GeoWorld

Prehistoric North Carolina

Prehistory

Geology & Fossils

Although North Carolina and neighboring South Carolina are Coastal Plain states, they boast some of the oldest fossils in the world. That is because the Appalachians pass through the states. Most of the Paleozoic Era rocks in the the mountains are igneous (volcanic) or metamorphic. Few fossils have been found here.

However, there is a region in the Piedmont that has produced some very special fossils. Known as the Carolina Slate Belt, it contains fossils that date to the Eocambrian in North Carolina. What is the Eocambrian? It is the youngest period of the Precambrian Era, dating back 620 million years! These are the rocks that harbor fossils of Pteridinium carolinaense.

Triassic Basins

In the eastern Piedmont of North Carolina are a series of basins that were formed near the beginning of the Mesozoic Era the Age of Dinosaurs. These basins contain fossils of animals that lived some 210 million years ago.

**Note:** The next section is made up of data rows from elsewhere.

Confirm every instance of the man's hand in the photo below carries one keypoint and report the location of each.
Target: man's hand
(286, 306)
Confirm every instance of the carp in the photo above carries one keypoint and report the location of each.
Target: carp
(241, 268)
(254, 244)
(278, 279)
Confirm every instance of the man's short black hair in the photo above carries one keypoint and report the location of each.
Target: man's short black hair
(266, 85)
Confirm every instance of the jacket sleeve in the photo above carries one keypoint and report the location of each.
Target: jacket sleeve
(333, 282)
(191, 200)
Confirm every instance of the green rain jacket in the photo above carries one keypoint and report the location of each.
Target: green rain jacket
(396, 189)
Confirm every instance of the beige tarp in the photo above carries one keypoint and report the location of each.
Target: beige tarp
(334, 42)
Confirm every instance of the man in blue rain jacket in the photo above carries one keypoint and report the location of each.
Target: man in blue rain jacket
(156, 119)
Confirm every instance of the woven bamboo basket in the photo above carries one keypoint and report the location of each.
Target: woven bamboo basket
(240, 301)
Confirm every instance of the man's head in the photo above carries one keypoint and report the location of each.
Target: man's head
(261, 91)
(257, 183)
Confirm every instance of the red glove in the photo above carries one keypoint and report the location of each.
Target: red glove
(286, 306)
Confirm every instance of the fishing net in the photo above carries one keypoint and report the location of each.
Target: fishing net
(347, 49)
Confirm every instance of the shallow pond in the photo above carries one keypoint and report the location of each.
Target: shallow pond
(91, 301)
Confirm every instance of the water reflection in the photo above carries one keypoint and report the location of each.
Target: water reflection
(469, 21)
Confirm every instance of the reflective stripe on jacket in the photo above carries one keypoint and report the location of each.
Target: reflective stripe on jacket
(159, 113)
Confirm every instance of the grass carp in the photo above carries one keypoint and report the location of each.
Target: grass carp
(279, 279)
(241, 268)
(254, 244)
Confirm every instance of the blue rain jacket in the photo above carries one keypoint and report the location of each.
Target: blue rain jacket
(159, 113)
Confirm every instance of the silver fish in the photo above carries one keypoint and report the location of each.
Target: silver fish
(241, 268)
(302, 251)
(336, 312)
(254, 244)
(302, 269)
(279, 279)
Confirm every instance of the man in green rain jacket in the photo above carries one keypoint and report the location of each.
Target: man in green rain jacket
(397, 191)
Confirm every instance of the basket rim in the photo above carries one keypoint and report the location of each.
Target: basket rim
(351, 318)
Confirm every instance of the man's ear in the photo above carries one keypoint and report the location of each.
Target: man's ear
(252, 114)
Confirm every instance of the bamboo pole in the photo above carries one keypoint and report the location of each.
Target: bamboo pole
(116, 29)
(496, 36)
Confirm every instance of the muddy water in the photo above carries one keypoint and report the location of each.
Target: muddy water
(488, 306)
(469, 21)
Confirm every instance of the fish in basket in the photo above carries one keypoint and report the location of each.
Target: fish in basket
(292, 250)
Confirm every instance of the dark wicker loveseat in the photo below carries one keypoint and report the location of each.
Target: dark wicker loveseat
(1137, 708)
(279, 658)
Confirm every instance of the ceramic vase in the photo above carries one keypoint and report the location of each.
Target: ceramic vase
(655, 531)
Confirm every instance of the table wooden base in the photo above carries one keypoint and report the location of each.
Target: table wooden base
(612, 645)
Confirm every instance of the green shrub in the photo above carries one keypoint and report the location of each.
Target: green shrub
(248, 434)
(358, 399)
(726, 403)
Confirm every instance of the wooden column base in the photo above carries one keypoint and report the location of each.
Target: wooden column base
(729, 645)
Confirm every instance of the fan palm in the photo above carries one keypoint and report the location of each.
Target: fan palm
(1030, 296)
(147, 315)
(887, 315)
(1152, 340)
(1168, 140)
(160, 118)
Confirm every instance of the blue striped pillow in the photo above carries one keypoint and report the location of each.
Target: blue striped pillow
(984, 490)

These Triassic fossils include fishes, amphibians, crocodile-like animals called phytosaurs, mammal-like reptiles, and dinosaurs. North Carolina’s Mesozoic basins include some of North America’s most famous insect fossils. These include aquatic and forest insects such as water bugs, crane flies, March flies, and beetles.

Finally, these basins are also famous for their fossils of Triassic plants. There are horsetails, ferns and related plants, conifers (or evergreen trees), and plants with such strange names as cycads and cycadeoids.

The Carolinas are not a good place to search for fossils from the second period of the age of dinosaurs the Jurassic. Fossils from the last period, the Cretaceous, are found in the Coastal Plain however. Late Cretaceous fossils include marine invertebrates, sharks, bony fishes, aquatic turtles, crocodiles, marine lizards, rare dinosaurs, and plants.

Cenozoic Dinosaurs?

Not only is the “Terror of the South” is coming home to North Carolina, but a new “terror lizard” has just been discovered within a few miles of the Research Triangle. 

In 1999, a one-ton, ten-foot-long rauisuchian an ancestor of the dinosaurs was discovered in South Carolina.

This creature lived some 221 million years ago. Its remains were found in the Durham-Sanford Basin, one of a series of similar basins stretching from New Jersey to South Carolina. Rauisuchians were the top predators of their time. Unlike the later Tyrannosaurs, they walked on all fours, like giant lizards.

One of the most fearsome predators North Carolina has ever known was Acrocanthosaurus, a meat-eating dinosaur that lived about 112 million years ago during the early Cretaceous Period. It stood about 13 feet tall, just a little less than Tyrannosaurus, which evolved later in the Cretaceous.

Acrocanthosaurus fossils have been found on the coastal plain from Texas to Maryland. So it’s assumed that it also inhabited what is now North Carolina. However, many of the places where one might expect to find its bones are now underwater.

Fossils of three other Cretaceous dinosaurs that lived 25-30 million years later than Acrocanthosaurus have been found in the Black Creek Formation in Bladen County, North Carolina. They are Hypsibema (a hadrosuaur, or duck-billed dinosaur), Ornithomimus, a(an ostrich-like coelurosaur, and Dryptosaurus (a medium-sized predator).

The Age of Mammals

But most Coastal Plain fossils represent the Era in which we live, the Cenozic. The best known Coastal Plain fossils in the Carolinas are mollusks snails and bivalves. There are a great variety of marine invertebrates however. Vertebrate fossils include the bones of birds, turtles, and whales and the teeth of sharks, horses, and elephants. There are also plant fossils.

Fossils of the Carolinas offer evidence that the Coastal Plain is always changing. Most Paleocene, Eocene, Oligocene, and Miocene fossils are of marine animals. Younger Pliocene and Pleistocene fossils represent both marine and land animals. (Shark teeth and whale bones are abundant here.) Late Pleistocene fossils are mostly marine.